The Manual’s authors devote several pages to the problems posed by deepfakes.  Deepfake technology is only getting better, cheaper, and more accessible.  Practitioners should prepare for increased litigation over the authenticity of photos, videos, and audio recordings, as the mere availability of deepfake technology throws the authenticity of all types of evidence into doubt.

Under Rule 901, the proponent has to produce evidence sufficient to show the item is what it claims to be.  But here is the problem: your authenticating witness may not be able to tell whether the evidence is genuine or fake.  Deepfakes can shade human memory.  Archive systems can be hacked.  Digital forensic experts are going to be in high demand, and rightly so.

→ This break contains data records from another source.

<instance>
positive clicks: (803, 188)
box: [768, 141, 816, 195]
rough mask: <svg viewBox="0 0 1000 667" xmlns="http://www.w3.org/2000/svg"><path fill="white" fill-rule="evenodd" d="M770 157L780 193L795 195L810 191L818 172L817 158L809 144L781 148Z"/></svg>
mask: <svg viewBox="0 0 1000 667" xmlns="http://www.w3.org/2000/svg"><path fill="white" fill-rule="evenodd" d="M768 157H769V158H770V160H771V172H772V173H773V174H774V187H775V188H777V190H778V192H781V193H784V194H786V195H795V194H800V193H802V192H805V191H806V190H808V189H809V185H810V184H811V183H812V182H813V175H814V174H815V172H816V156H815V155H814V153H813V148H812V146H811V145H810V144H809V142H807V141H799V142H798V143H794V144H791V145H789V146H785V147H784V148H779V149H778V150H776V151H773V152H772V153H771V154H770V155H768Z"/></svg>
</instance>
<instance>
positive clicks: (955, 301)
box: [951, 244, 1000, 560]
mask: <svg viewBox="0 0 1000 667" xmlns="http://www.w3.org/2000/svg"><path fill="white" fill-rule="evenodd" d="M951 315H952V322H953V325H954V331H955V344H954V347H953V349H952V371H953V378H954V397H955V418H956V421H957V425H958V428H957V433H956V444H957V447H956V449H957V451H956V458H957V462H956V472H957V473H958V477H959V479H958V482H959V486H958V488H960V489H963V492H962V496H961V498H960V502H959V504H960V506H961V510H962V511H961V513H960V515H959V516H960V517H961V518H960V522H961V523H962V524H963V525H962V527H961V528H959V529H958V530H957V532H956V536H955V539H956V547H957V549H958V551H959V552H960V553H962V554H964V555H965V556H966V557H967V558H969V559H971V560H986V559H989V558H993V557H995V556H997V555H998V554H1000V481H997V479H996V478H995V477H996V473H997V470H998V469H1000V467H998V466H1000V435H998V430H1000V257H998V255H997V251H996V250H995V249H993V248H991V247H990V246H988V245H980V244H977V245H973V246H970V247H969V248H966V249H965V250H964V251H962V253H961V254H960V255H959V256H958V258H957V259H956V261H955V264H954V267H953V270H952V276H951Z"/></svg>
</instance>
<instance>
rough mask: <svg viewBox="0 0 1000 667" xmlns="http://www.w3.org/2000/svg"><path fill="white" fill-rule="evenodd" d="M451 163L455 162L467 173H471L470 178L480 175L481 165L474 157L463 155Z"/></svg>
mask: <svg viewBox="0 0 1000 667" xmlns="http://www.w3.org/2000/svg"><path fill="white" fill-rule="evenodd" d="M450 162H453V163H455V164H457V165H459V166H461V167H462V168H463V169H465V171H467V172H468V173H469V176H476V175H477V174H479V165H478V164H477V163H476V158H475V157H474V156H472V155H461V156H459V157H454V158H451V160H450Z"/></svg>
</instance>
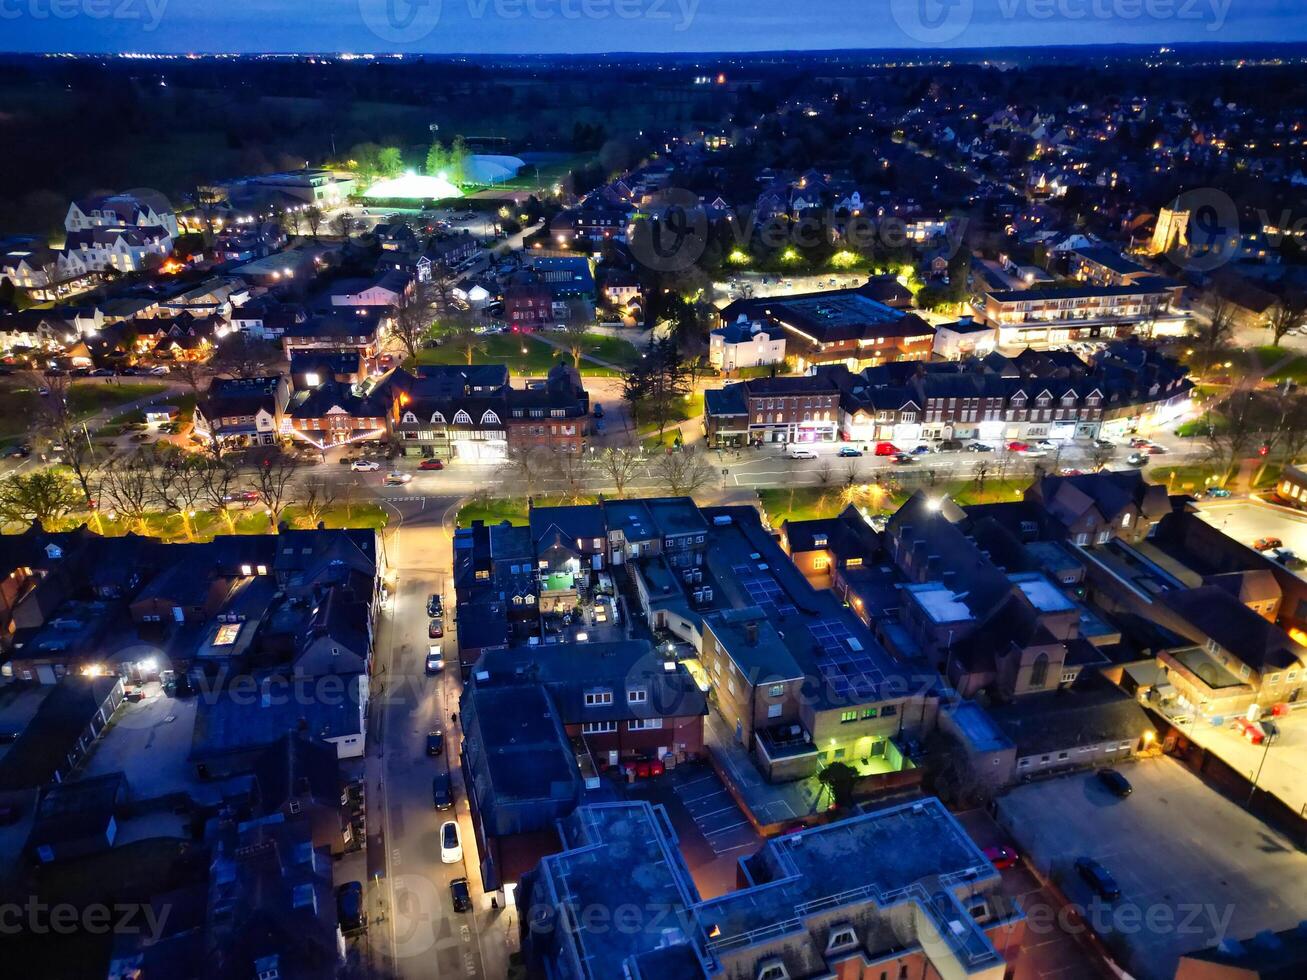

On the authentication front, there are some tools worth knowing about.  Federal Rules of Evidence 902(13) and 902(14), adopted back in 2017, provide for self-authentication of certified electronic records and certified data copied from electronic devices.  Items with cryptographic hashes may be authenticated under these rules, subject to the adverse party’s “fair opportunity to challenge.”  Although litigators may be accustomed to stipulating to the authenticity of electronic evidence, in this age of deepfakes, they should be increasingly wary of waiving these challenge opportunities without consulting a digital forensic expert.

So What Should You Actually Do?

If you are offering AI evidence, line up your expert testimony now.  As we have argued, admission of AI evidence likely requires the proponent to offer an expert who can speak credibly to the AI’s design, training, validation, and accuracy.  Your goal should be to simplify the foundational requirements and make the evidence as easy to admit as possible.  If you are opposing AI evidence, your job is the opposite: attack relevance and reliability, demand discovery of algorithms and training data, and prepare to cross-examine the software engineers who built the system.

We expect that AI evidence will continue to be an area where the rules are being written in real time.  Practitioners should understand that courts are going to face layered adjudicative challenges every time AI evidence comes up.  As the chapter’s authors put it, “the most important thing courts can do is ask careful and informed questions.”  That means the most important thing you can do as an advocate is be ready to answer them well.